From: "David Hildenbrand (Arm)" <david@kernel.org>
To: Barry Song <baohua@kernel.org>
Cc: Kairui Song <ryncsn@gmail.com>,
akpm@linux-foundation.org, linux-mm@kvack.org,
baoquan.he@linux.dev, chrisl@kernel.org, jp.kobryn@linux.dev,
kasong@tencent.com, liam@infradead.org,
linux-kernel@vger.kernel.org, ljs@kernel.org, mhocko@suse.com,
nphamcs@gmail.com, rppt@kernel.org, shakeel.butt@linux.dev,
shikemeng@huaweicloud.com, surenb@google.com,
usama.arif@linux.dev, vbabka@kernel.org, youngjun.park@lge.com
Subject: Re: [PATCH v2 4/4] mm: try to free swapcache for non-LRU folios
Date: Tue, 30 Jun 2026 07:48:32 +0200 [thread overview]
Message-ID: <1e7a712b-33f4-44c2-85ed-6333ddca421c@kernel.org> (raw)
In-Reply-To: <CAGsJ_4xh1P1yw3JogQxTS=Vu8kLEiMMh8si2YnCc9qnoKWLwjA@mail.gmail.com>
On 6/30/26 01:59, Barry Song wrote:
> On Sat, Jun 27, 2026 at 12:36 AM David Hildenbrand (Arm)
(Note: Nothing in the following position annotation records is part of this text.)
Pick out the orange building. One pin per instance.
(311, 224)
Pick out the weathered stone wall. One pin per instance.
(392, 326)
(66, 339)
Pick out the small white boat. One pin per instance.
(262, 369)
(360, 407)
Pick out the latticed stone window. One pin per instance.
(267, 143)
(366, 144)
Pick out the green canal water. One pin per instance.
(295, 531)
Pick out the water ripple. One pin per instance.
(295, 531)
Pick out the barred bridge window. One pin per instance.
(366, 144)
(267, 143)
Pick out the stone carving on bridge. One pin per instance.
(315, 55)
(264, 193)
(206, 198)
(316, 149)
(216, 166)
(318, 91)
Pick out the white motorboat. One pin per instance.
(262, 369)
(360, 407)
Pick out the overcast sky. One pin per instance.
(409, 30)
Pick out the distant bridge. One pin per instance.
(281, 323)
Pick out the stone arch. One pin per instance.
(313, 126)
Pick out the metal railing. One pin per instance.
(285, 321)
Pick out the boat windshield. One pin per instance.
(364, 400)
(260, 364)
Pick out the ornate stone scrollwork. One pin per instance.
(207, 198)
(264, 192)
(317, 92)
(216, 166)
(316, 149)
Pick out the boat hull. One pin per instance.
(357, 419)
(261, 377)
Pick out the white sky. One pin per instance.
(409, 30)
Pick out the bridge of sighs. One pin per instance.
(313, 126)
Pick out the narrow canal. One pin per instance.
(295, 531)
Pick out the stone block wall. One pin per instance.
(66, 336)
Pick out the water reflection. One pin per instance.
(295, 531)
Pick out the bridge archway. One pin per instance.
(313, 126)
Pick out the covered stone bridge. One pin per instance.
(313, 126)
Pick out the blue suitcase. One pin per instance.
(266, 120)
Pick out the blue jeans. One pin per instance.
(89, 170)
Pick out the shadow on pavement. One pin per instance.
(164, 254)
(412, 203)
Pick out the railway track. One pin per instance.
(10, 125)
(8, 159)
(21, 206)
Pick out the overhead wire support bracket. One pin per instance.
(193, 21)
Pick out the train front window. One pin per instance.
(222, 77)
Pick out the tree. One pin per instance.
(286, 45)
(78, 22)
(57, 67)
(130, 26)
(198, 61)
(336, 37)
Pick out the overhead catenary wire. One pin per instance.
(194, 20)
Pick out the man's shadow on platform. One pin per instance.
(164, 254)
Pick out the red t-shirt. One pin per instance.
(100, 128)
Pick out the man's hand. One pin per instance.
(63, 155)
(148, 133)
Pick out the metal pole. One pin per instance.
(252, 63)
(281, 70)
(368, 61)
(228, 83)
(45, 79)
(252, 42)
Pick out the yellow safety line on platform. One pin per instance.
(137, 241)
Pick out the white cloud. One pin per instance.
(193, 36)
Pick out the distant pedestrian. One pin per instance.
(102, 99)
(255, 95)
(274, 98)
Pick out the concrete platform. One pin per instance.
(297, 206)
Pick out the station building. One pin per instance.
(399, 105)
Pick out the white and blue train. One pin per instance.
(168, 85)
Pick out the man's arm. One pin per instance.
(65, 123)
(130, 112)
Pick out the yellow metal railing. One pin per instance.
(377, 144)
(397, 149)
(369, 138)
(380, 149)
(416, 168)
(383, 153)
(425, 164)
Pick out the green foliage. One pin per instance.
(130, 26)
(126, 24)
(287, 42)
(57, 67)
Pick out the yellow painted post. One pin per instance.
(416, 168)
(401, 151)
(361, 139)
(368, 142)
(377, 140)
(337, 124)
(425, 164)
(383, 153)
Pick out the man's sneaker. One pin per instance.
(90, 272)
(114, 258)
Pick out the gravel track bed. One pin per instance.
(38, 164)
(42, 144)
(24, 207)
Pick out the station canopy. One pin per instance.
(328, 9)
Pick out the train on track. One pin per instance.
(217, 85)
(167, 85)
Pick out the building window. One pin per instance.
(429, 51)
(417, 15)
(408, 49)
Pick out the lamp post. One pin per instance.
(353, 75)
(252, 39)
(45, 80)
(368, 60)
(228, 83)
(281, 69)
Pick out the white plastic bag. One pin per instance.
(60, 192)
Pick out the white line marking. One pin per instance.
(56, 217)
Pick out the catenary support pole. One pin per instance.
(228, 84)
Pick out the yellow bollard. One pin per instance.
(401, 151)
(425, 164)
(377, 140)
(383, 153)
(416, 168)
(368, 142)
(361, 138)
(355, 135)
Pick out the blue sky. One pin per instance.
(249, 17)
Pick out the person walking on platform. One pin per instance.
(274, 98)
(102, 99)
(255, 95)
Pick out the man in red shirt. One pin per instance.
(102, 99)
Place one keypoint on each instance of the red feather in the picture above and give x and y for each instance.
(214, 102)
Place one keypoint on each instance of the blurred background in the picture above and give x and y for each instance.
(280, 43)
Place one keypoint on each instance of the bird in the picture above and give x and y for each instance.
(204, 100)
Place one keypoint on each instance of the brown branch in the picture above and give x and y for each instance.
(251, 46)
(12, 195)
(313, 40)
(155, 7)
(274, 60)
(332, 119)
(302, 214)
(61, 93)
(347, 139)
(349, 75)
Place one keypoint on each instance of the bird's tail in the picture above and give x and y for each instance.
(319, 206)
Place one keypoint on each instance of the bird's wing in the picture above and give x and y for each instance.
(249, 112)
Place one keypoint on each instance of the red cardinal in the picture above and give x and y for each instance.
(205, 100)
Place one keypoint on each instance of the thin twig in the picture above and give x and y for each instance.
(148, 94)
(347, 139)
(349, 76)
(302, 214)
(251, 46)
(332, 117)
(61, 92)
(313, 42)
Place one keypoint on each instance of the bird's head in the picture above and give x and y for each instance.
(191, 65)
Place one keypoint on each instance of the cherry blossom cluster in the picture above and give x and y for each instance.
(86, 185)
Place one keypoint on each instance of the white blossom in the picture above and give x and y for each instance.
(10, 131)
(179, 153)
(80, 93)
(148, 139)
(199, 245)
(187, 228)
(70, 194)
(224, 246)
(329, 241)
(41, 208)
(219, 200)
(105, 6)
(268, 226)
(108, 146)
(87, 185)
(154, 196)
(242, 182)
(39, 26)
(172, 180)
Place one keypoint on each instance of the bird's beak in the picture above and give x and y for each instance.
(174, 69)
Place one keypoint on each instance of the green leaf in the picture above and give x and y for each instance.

> <david@kernel.org> wrote:
>>
>>>
>>> That's awkward, my bad, terribly sorry about this :(
>>>
>>> I sincerely apologize for the oversight and the trouble this has caused.
>>>
>>
>> All good, I was just surprised to see a previous optimization partially
>> reverted without a clear reasoning :)
>>
>> Because it should have removed the handling in should_try_to_free_swap() as well.
>>
>> It's good that we are discussing it now!
>>
>>> I haven't seen any performance regression in any workload recently
>>> though, or any correctness issue, perhaps the round trip of
>>> do_wp_page wasn't that bad. It should still catch the reuse folios,
>>> just more costly than doing things in-place.
>>
>> Right, do_wp_page() handles it, after the page was mapped. It adds some overhead,
>> but fortunately no TLB flush if we're just upgrading write permissions.
>>
>> The optimization dates back to pre PageAnonExclusive handling.
>>
>>>
>>> I think we should restore the original check first. We might also want to
>>> avoid dropping the swap cache if the folio will not be reused, which
>>> was discussed here:
>>>
>>> https://lore.kernel.org/linux-mm/CAMgjq7BDfvNXdWH0cqarsujjUn3i3tDDhDkmSg01TR4h-tDorQ@mail.gmail.com/
>>>
>>> Maybe extracting some common part into a helper can help make this
>>> cleaner.
>>>
>>>
>>> Hi Barry,
>>>
>>> The problem is more than that, the `exclusive || folio_ref_count(folio) == 1`
>>> in do_swap_page is also ineffective now.
>>
>> Exactly.
>>
>> If the roundtrip through do_wp_page() is good enough today, we can just do
>>
>> @@ -4512,7 +4516,6 @@ static vm_fault_t remove_device_exclusive_entry(struct vm_fault *vmf)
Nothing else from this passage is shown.